RIKEN makes record bug-busting UV LED
RIKEN has made a 282 nm LED that operates with 10.6 mW output power, which it says is the highest value ever recorded at this wavelength for a continuous wave UV-LED.
The breakthrough was reported by Hideki Hirayama at the International Symposium on Growth of III-Nitrides in Izu, Japan, on July 7. The Japanese research center has collaborated with Matsushita Electric Works to further develop its quaternary InAlGaN quantum wells and improve the output of its LEDs.
"We obtained remarkable emission enhancement due to reducing the internal piezoelectric field in the quantum well, and [cutting] oxygen impurities by silicon doping," Hirayama told compoundsemiconductor.net. The presence of oxygen in the InAlGaN layers can act as centers for non-radiative recombination, Hirayama said.
The approach used to silicon-dope the LED's InAlGaN barrier layers also improved the crystal quality in the quantum well (QW) they surround, by providing it with an atomically-flat surface to grow on.

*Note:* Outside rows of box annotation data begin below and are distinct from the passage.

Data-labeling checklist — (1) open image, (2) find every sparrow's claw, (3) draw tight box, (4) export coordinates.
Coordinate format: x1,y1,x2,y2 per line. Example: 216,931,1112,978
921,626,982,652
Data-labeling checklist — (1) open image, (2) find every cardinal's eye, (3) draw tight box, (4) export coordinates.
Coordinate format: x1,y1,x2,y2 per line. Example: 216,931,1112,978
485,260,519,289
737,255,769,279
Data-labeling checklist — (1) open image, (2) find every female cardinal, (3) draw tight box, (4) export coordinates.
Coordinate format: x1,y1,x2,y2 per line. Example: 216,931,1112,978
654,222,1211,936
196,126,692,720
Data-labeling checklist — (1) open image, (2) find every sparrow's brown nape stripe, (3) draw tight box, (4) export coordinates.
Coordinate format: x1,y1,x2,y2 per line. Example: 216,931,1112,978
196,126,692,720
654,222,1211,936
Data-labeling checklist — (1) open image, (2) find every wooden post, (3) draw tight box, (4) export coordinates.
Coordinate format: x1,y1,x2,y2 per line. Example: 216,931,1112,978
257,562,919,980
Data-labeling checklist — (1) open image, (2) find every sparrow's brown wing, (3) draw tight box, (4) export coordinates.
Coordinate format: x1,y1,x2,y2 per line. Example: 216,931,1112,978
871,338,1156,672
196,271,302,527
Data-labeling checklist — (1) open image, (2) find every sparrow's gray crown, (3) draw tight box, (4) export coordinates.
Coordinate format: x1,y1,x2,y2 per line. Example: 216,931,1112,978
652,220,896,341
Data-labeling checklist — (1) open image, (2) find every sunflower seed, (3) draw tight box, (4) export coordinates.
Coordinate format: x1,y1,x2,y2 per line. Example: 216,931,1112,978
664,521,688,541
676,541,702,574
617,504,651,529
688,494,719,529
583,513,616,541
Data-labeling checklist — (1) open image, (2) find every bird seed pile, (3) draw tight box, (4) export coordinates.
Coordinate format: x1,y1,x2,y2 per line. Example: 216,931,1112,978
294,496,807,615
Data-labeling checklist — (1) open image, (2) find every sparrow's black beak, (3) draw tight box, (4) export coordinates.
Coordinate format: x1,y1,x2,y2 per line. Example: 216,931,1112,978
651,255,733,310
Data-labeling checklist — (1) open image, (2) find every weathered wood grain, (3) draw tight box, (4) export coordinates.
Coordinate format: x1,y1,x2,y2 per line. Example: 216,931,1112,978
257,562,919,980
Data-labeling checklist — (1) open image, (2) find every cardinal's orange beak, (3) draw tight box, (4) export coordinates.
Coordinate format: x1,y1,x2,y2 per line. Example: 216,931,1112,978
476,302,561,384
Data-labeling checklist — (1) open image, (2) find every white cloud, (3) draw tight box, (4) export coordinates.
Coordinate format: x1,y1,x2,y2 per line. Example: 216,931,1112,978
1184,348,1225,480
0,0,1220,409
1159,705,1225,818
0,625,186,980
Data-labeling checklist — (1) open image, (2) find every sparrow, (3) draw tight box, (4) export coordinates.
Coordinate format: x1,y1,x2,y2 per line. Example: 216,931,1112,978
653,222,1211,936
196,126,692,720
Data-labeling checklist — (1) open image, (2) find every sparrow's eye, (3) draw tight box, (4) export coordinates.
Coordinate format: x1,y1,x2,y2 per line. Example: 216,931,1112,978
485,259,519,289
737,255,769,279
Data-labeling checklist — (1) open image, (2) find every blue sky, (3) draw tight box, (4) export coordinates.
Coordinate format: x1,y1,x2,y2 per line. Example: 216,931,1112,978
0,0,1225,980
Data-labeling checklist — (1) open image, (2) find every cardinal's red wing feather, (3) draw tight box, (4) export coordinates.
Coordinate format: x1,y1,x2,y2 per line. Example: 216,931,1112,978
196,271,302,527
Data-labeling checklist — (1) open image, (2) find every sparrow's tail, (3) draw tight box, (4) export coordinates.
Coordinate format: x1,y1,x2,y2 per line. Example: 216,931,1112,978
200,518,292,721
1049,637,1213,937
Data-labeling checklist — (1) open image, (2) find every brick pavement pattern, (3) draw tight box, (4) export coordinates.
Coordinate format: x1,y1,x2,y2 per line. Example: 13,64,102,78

The QW itself was grown at 0.03 µm/h - one quarter of the standard rate - which Hirayama said improved the crystal quality so much that its emission intensity was boosted six-fold.
The final device's output power at 100 mA and room temperature was 5.5 mW. It reached its output peak at around 275 mA, and its maximum external quantum efficiency was 1.2 percent.
260-280 nm light is used to sterilize water and surfaces, and a 10 mW 280 nm source can kill a colon bacillus from a 20 cm distance within a minute. Hirayama says that the record-setting LED could be useful for portable pen-shaped sterilization lights.
The previous record-holding device was an 8 mW, 280 nm packaged flip-chip LED produced by Asif Khan's group at the University of South Carolina.
"Our LED was measured as a bare wafer and [with] no heat sink," said Hirayama, "so much higher output is expected if we use flip-chip LED geometry."